Lodge of Guiding Light No. 7539

What is Freemasonry?

Freemasonry can be practised at differing levels. Different members require differing levels of involvement, and these may vary from time to time as their circumstances change.

For most Freemasons, Freemasonry is more than simply a hobby or a social activity: it is a way of life.

Freemasonry encourages its members to be good members of society, and to lead by example. It offers its members an approach to life which seeks to reinforce thoughtfulness for others, kindness in the community, honesty in our dealings with others, and fairness in all things.

Freemasonry teaches and encourages concern for others, care for the less fortunate, and help for those in need.Freemasons also endeavour to cultivate and exhibit brotherly love and charity, not only to one another, but to the world at large.

That naturally leads to charitable giving (see separate page). Freemasonry has certain charities, including those for widows and children of masons, but it is not in any sense a benefit society. Over the past five years, British Freemasonry has raised more than £75m for a wide range of charitable purposes, including medical research, education, and relief for suffers of international disasters.

Freemasonry attracts those with a sense of social responsibility, and many members are active in their communities and in local charities.

Membership brings warm and supportive companionship, and leads to close friendships which develop over many years. Membership is of an individual Lodge, but these are grouped geographically, and ultimately Freemasonry is practiced world-wide.

Most Lodges restrict their membership to men, but there are mixed and women’s Lodges. There are no distinctions of class, and members of every trade, profession, and occupation are welcomed. Nor is there a restriction on age, apart from a requirement to be 21 or over. Many members join in their mid-thirties, but equally many join as they approach retirement when they find that they have much to contribute.

Freemasonry embraces members of all religions, all races, and all cultures, and it is very common to see Freemasons of widely differing faiths working in complete harmony.

Freemasonry is more than simply the practice of high ideals.
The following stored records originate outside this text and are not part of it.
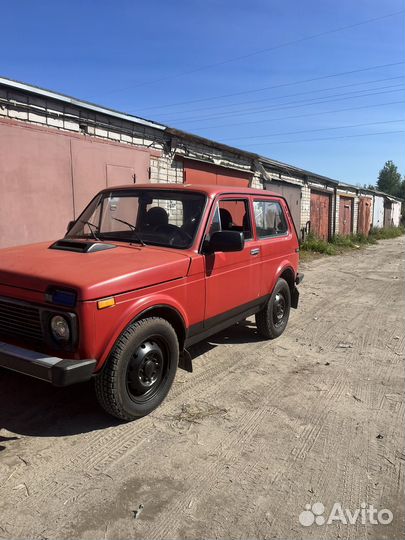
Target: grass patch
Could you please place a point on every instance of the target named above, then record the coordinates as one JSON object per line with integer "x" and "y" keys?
{"x": 312, "y": 243}
{"x": 339, "y": 244}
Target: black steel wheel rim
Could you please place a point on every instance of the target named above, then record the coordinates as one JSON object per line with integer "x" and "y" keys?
{"x": 279, "y": 309}
{"x": 147, "y": 369}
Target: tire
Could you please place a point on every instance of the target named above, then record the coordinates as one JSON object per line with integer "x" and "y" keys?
{"x": 272, "y": 320}
{"x": 140, "y": 370}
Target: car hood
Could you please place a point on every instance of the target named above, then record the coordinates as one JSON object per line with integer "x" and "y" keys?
{"x": 93, "y": 275}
All members must acknowledge a belief in a God. Freemasonry is not a religion. It does, however, encourage its members to be active in their own religion.

The teachings of Freemasonry are delivered through participation in allegorical plays which are learnt by heart and performed within each Lodge. Masons refer to these plays as “ritual”, a term which perhaps leads to unfortunate and inaccurate interpretation by non-masons.

Freemasonry offers no pecuniary advantages whatever, neither does there exist any obligation nor implied understanding binding one Mason to deal with another, nor to support him in any way in the ordinary business relations of life.

Indeed, Masons undertake not to make use of their membership for personal gain or advancement, and failure to maintain this principle can lead to expulsion (although these are, thankfully, rare).

Freemasonry distinctly teaches that a man's first duty is to his wife, his family, his connections, and himself, and no one should join who cannot afford to pay the fees and subscriptions to his Lodge, as well as contributions to charities, and this without detriment in any way to his comfort, or to that of those who have any claim upon his support.

Associated costs include membership fees, dining charges, and contributions to charity. Fees and dining charges will vary according to local preference, but are generally modest when compared to any other social activity. Members are encouraged to donate to charity but never more than they can afford.

Freemasonry recognises no distinctions of religion, but no one should attempt to enter who has no religious belief, as faith in a Deity must be expressed before any can be initiated, and prayers to Him form a frequent part of the ritual.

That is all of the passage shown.